Critiquing Causality: Philosophical Foundations and Technical Challenges in Machine Learning and Analytics

Causality, the relationship between cause and effect, has long been a central topic in philosophy. Philosophers have scrutinized and debated the nature of causality, questioning its fundamental assumptions and implications. This article delves into the major critiques of causality in philosophy, exploring the complex issues that arise when examining the foundations of cause and effect, as well as the practical challenges of establishing causality in machine learning and data analytics.

One of the most influential critiques of causality comes from David Hume, an 18th-century Scottish philosopher. Hume argued that our belief in causality is not derived from reason but from habit and experience. He contended that we never actually observe causation itself; we only see a succession of events, and our assumption of a necessary connection between cause and effect is a psychological habit rather than a logically or empirically grounded principle (Ducasse, 1966). For instance, consider a government implementing a new educational policy and subsequently observing an improvement in student test scores. We might assume that the new policy caused the improvement. However, according to Hume, we cannot rationally justify this inference beyond our habitual expectations, as we only observe a sequence of events (the policy implementation followed by higher test scores) rather than a direct causal connection. Hume’s skepticism challenges the very notion of causality as an objective and necessary connection. 

Immanuel Kant, another influential 18th-century philosopher, responded to Hume’s skepticism by arguing that causality is an a priori concept that structures our experiences (Langsam, 1994). In his ‘Critique of Pure Reason,’ Kant proposed that causality is a category of understanding that the mind uses to organize the sensory data it receives. According to Kant, causality is not something we derive from experience but a precondition for making sense of experience. Critics of Kant, however, question whether this framework truly addresses Hume’s skepticism or merely sidesteps it.

Modern philosophical critiques often focus on the complexity and multifaceted nature of causality. Causality is not always a simple linear relationship but can be intricate, involving multiple interacting factors. Philosophers like Nancy Cartwright argue that causal laws in the natural and social sciences are often context-dependent and cannot be universally applied. Cartwright’s perspective on causation differs significantly from that of Hume and Kant. While Hume and Kant viewed causation as a single, uniform concept, Cartwright argues that causation is diverse and consists of different kinds of causal relations within various systems (Cartwright, 2004). She emphasizes the specificity of causes and the importance of considering context and specific structures in understanding causation. Cartwright contends that each causal relation requires a detailed and context-specific description. This perspective highlights the limitations of simplistic causal models and underscores the need for more sophisticated approaches that account for complexity and variability.

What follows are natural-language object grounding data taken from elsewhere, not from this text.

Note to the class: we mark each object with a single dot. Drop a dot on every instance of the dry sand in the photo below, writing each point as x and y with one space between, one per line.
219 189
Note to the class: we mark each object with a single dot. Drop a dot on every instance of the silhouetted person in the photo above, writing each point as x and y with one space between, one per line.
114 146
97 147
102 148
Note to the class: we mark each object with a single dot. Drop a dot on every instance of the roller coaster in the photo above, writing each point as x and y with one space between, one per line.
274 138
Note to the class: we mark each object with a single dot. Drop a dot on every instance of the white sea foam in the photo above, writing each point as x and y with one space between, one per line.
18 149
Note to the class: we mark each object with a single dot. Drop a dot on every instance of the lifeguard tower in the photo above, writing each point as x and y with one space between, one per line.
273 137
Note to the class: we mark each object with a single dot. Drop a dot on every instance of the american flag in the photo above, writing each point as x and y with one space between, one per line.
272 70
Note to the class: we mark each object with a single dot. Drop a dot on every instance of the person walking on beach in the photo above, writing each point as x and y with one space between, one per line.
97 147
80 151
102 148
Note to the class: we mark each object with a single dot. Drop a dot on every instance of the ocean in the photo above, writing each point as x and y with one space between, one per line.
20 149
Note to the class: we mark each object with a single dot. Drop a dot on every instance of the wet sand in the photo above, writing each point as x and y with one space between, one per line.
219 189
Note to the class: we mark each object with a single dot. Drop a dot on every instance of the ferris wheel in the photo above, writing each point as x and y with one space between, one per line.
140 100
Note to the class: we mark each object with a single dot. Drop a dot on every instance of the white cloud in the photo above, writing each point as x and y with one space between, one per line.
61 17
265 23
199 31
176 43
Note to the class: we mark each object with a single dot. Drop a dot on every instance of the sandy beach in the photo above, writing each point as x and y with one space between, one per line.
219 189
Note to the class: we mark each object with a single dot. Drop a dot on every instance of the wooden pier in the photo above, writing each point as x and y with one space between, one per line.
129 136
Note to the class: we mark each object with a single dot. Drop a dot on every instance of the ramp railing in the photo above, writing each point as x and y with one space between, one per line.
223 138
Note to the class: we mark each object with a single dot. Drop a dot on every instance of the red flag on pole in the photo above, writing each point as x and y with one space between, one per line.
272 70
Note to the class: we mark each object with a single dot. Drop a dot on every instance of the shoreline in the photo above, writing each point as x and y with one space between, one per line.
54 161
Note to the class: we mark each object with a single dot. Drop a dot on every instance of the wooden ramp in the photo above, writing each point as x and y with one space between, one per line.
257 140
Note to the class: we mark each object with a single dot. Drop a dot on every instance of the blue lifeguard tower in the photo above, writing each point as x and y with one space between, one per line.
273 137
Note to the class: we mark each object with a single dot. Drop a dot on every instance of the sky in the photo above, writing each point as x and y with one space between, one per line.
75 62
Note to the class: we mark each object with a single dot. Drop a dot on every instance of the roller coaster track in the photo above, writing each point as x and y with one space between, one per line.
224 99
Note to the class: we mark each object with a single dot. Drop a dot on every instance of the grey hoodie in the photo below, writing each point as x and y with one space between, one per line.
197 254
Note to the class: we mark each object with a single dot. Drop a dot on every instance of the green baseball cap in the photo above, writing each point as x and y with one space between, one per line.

Advancements in physics, particularly quantum mechanics, have introduced new critiques of classical causality. In the quantum realm, events can occur without clear causal antecedents, and particles can be entangled in ways that defy traditional causal explanations. Winter (2017) explores the intricate relationship between causality and quantum theory, delving into key issues such as the EPR paradox, Bell’s inequality, and the measurement problem, which challenge traditional notions of causality in the quantum realm. For example, Bell’s theorem implies the existence of non-local correlations, where the behavior of one particle can instantaneously influence the behavior of another particle regardless of the distance between them. Such non-local correlations challenge classical notions of causality, which typically assume that causes precede their effects and operate only within a local region of space and time. We encourage interested readers to consult the original paper.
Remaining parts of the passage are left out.